Lastly, we calculated total charges for identified industrial injury hospitalizations, by expected primary payer. In California, WC was billed for an estimated $103.9M (million) for industrial injury hospitalizations in 2009, Medicare for $11.0M, Medicaid for $15.1M, other governmental coverage for $10.3M, private insurance for $21.1M, and self‐pay/no charge accounted for $9.2M. In Colorado, WC was billed for an estimated $8.7M for industrial injury hospitalizations in 2009, Medicare for $1.0M, Medicaid for $0.1M, other governmental coverage for $0.7M, private insurance for $2.4M, and self‐pay/no charge accounted for $3.9M. In New York, WC was billed for an estimated $24.0M for industrial injury hospitalizations in 2009, Medicare for $3.5M, Medicaid for $3.2M, other governmental coverage for $0.2M, private insurance for $3.4M, and self‐pay/no charge accounted for $2.7M.

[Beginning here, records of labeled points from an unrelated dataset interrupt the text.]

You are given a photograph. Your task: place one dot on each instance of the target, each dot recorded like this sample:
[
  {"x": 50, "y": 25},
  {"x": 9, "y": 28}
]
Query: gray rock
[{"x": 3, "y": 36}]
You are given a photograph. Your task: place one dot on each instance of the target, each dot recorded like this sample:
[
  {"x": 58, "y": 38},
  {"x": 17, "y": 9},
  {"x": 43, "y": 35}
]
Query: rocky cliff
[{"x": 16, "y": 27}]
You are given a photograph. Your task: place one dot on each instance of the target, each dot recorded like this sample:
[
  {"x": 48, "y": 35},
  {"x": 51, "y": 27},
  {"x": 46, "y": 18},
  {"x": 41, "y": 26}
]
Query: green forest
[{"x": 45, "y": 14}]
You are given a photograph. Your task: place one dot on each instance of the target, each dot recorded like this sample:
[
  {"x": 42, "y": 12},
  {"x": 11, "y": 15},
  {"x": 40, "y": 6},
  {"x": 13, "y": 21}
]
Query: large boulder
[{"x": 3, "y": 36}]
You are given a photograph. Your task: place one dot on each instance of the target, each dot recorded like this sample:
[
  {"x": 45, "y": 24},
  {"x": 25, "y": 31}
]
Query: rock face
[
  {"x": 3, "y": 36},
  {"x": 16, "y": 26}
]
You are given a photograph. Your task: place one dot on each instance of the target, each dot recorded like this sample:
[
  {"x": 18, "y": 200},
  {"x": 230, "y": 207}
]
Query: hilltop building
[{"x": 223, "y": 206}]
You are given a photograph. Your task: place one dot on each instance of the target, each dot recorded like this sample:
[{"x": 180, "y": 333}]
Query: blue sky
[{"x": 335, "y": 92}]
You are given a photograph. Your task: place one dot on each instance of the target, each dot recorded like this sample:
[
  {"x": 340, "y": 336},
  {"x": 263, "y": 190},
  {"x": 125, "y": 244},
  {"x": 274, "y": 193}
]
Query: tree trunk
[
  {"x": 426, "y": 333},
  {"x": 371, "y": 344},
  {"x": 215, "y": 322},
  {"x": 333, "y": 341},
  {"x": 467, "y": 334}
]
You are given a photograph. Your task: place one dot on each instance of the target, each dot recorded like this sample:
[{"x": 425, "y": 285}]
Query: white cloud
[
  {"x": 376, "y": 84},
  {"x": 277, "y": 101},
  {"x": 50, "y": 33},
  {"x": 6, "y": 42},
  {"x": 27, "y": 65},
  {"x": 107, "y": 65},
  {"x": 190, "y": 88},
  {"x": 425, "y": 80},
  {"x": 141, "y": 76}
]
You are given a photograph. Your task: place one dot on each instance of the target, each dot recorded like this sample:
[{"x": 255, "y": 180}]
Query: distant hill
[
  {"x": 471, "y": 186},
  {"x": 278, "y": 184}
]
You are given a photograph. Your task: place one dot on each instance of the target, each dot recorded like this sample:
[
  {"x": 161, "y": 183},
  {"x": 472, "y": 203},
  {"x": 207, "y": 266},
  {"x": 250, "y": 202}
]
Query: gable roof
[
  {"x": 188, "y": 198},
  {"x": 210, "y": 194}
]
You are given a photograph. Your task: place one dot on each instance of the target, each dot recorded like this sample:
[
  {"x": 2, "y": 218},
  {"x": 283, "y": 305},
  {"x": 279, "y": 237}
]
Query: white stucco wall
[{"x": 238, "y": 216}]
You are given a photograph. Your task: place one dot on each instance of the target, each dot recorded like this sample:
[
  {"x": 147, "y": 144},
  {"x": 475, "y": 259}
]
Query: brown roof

In these three states alone, we estimated that roughly $137M was billed to WC for identified industrial injury hospitalizations in 2009, whereas non‐WC payers were billed roughly $88M. Governmental programs were billed for about 51 percent of the charges not billed to WC, private insurance for about 30 percent, and self‐pay/no charge accounted for about 19 percent.
Discussion
We hypothesized that industrial injury hospitalizations were increasingly billed to non‐WC payers over time. In logistic regression models adjusted for gender, age, race/ethnicity, and injury severity, we found that there was a 3.6 percent average annual increase in the odds of an industrial injury not being billed to WC in California, and a 2.9 percent average annual increase in Colorado. However, contrary to our hypothesis, there was a 1.8 percent average annual decrease in the odds of an industrial injury not being billed to WC in New York. We cannot be certain what might be behind the variation in findings; however, there are significant differences between states in terms of changes to WC policy over time. According to a ProPublica report (Qiu and Grabell 2015), California and Colorado implemented several policies during the timeframe of this study that might restrict access to WC coverage, for example, expanded use of preexisting conditions to deny WC, expanded use of outside medical reviewers, or new exclusions of specific categories of workers. No similar policy changes were reported for New York or for Washington State during this timeframe. In an earlier Washington State study, we did not find an increase from 1998 through 2008 in the percentage of injuries covered by payers other than WC (Sears et al. 2013b). Washington State is also one of only four states with an exclusive state fund (no private WC insurance carriers). This highlights the role of state variation in WC policy, and it may explain some of the variance in findings of previous studies.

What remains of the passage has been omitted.